On Jul 9, 2009, at 2:46 AM, Julien Isorce wrote:
I am trying to isolate this difference in order to avoid to run the main
loop in the main thread.

Don't bother. Cocoa is quite explicitly designed to not support event processing on any thread other than the main thread. No amount of "trying to isolate" Cocoa functionality into a thread will make it work.

Because I have no access to the main thread.

The only way you can't have access to the main thread is if you are using a piece of software for which you have either no source or don't have the ability -- the rights, most typically -- to modify said source.

If you have the source, modify it so that whatever it is that is consuming the main thread is no longer on the main thread.

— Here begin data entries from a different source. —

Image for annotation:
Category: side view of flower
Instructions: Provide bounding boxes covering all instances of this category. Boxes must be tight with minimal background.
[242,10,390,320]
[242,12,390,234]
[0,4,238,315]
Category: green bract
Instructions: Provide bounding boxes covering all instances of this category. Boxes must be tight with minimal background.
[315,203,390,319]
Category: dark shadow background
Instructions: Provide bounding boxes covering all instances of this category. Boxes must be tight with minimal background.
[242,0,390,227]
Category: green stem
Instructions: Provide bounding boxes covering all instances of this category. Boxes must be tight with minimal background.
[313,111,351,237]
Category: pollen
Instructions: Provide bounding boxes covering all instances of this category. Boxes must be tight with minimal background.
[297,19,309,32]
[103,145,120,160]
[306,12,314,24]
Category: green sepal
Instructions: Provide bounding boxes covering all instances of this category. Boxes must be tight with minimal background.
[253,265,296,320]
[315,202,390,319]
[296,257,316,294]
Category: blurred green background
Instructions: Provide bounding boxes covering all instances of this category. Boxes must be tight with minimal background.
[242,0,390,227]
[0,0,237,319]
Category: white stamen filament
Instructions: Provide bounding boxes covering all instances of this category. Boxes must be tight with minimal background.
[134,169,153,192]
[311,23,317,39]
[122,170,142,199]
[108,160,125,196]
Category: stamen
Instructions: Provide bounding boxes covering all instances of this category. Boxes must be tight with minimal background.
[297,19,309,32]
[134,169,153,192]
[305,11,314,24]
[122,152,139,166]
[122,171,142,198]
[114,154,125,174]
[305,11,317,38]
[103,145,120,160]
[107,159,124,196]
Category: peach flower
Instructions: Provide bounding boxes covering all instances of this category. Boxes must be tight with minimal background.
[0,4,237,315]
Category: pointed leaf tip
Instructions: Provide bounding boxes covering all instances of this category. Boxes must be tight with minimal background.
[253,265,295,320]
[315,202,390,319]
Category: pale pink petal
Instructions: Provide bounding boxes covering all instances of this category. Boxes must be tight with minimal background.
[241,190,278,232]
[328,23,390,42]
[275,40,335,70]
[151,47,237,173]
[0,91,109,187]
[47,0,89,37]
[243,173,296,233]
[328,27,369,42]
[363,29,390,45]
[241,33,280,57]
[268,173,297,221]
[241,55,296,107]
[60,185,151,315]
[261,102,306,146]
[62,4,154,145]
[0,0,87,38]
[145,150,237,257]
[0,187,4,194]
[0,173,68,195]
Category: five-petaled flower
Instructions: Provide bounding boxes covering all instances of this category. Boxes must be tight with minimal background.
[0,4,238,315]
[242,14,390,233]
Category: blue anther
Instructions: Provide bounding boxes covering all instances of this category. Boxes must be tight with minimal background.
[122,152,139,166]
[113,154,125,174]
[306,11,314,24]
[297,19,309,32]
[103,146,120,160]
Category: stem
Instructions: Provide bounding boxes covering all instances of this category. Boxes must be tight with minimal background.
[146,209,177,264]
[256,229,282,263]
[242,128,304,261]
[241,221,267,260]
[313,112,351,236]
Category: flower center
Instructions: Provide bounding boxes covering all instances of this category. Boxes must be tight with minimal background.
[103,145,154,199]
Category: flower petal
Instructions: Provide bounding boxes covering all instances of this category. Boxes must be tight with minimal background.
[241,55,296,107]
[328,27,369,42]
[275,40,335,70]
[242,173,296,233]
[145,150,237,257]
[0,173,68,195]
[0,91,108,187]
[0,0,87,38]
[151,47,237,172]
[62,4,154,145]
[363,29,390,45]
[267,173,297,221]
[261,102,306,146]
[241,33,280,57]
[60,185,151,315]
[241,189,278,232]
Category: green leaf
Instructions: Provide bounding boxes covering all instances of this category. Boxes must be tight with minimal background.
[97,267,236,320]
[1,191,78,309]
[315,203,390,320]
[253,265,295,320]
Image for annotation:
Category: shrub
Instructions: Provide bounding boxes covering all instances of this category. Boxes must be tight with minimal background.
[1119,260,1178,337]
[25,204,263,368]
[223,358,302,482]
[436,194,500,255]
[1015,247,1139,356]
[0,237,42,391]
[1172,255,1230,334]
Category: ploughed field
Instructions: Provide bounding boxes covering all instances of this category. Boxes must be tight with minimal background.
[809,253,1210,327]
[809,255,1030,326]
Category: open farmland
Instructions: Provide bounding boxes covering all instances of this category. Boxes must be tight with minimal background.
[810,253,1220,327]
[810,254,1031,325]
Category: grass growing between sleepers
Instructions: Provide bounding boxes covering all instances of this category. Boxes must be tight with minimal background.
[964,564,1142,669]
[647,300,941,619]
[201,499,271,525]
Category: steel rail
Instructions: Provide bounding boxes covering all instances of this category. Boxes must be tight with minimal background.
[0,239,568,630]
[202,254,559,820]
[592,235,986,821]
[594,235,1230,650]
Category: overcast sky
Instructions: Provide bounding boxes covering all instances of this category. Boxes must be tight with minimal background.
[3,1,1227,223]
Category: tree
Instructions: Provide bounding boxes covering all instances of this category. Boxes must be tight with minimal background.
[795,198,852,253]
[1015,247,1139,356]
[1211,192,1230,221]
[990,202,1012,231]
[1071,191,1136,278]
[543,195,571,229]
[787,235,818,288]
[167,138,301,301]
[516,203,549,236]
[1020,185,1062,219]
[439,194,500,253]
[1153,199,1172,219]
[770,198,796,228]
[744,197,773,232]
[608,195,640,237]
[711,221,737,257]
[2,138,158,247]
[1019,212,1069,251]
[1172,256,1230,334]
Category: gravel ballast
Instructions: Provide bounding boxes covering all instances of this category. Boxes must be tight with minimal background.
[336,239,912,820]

You'll need to give some more information on exactly what it is you are trying to do -- what you are trying to integrate with -- to gain more help.

I am still suprising of a such limiation of Cocoa on MacOSX while it works
perfectly with GNUstep.

Think it through; why would Apple or NeXT waste engineering resources making this work? Making anything thread safe -- especially complex things -- is extremely difficult and there is always a performance hit for doing so. Always.

And doing so offers what feature or advantage to the developer?

Event processing is an inherently linear process. You generally cannot respond to the next event until the current event is fully processed. Efficiency is generally obtained by coalescing related events -- sequences of key events while typing -- or by ignoring events like mouse moves when they aren't relevant.